Now that Wolf Parade is reuniting, I figured now’s a good a time as any.
You should know Spencer Krug from his roster of influential indie rock bands Wolf Parade, Sunset Rubdown, Swan Lake, and Frog Eyes, to list them in order from most to least pop-accessible. Lately, indie rock’s most prolific Canadian — in his decade-long career spanning 2003 to 2014, Krug has 22 studio releases to his credit among 6 different bands — has narrowed it down to Moonface, a solo project for which he has released four studio albums including his latest work, Julia With Blue Jeans On.
Krug’s career as we know it began with Wolf Parade, which he spawned along with guitarist Dan Boeckner in the fertile environment of Montreal’s burgeoning mid-2000s music scene, out of Arcade Fire’s need for a band to join on their inaugural tour in support 2004’s Funeral. Since both Wolf Parade and Sunset Rubdown, his longest-running projects, dissolved with little to no notice nor explanation to fans around the world, Krug has been somewhat reticent in the press.

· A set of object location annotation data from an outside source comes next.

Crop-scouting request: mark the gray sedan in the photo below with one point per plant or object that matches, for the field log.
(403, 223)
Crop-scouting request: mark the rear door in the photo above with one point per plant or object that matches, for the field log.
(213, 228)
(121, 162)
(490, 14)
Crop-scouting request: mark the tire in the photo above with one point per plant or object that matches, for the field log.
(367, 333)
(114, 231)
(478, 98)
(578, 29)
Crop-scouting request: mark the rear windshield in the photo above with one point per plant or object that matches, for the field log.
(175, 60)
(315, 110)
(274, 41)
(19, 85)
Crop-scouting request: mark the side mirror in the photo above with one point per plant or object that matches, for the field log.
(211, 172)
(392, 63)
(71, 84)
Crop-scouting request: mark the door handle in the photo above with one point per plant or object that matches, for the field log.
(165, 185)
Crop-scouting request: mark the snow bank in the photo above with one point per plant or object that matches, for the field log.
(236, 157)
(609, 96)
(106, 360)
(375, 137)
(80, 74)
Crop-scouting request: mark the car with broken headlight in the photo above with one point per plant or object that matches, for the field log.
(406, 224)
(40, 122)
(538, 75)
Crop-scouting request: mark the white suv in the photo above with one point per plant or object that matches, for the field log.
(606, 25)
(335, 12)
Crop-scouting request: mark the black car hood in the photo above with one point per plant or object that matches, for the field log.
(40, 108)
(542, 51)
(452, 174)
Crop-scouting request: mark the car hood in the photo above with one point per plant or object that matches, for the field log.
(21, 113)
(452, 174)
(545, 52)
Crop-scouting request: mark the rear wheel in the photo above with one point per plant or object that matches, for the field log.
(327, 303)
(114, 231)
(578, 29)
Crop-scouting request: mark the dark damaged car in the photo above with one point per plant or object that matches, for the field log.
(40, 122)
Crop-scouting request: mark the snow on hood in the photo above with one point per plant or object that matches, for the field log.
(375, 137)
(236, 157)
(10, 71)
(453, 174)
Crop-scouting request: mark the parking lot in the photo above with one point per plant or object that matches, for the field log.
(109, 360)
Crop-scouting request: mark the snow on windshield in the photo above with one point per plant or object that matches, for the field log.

Besides being remarkably prolific, Krug is plausibly one of the most talented songwriters of his generation. As much a poet as he is a musician, Krug makes a point of connecting lyrical themes and motifs across his different projects, often comedic poeticisms he brazenly calls out himself, exhibiting a casually transcendent self-awareness that would be impossible to get away with without having achieved a distinct lyrical mastery. On Julia alone, you’ll catch Krug joking about doing blow, or dropping a dry line like “Stop me if you’ve heard this one before: you’re a babe when you’re naked on the floor,” in otherwise grandiose ballads.
Watching Krug perform his solo piano material from Julia is remarkable for a number of reasons, but it will suffice to defer to the hilarity of his stage banter. Seated at a grand piano in profile to the audience, he immediately diffuses any pretense of self-importance. “You all get to enjoy a view of this,” he says, gesturing to his body. “I actually have a tiny torso. You can’t tell, because I wear long shirts.” He raises his hand to his chest, that cheshire grin betraying his seemingly shy demeanor: “My penis is actually all the way up here.” He then immediately goes on to floor the packed theater with an hour or so of devastatingly powerful music. Krug’s bizarre sense of humor is the ideal pairing for the weight and immediacy of these songs.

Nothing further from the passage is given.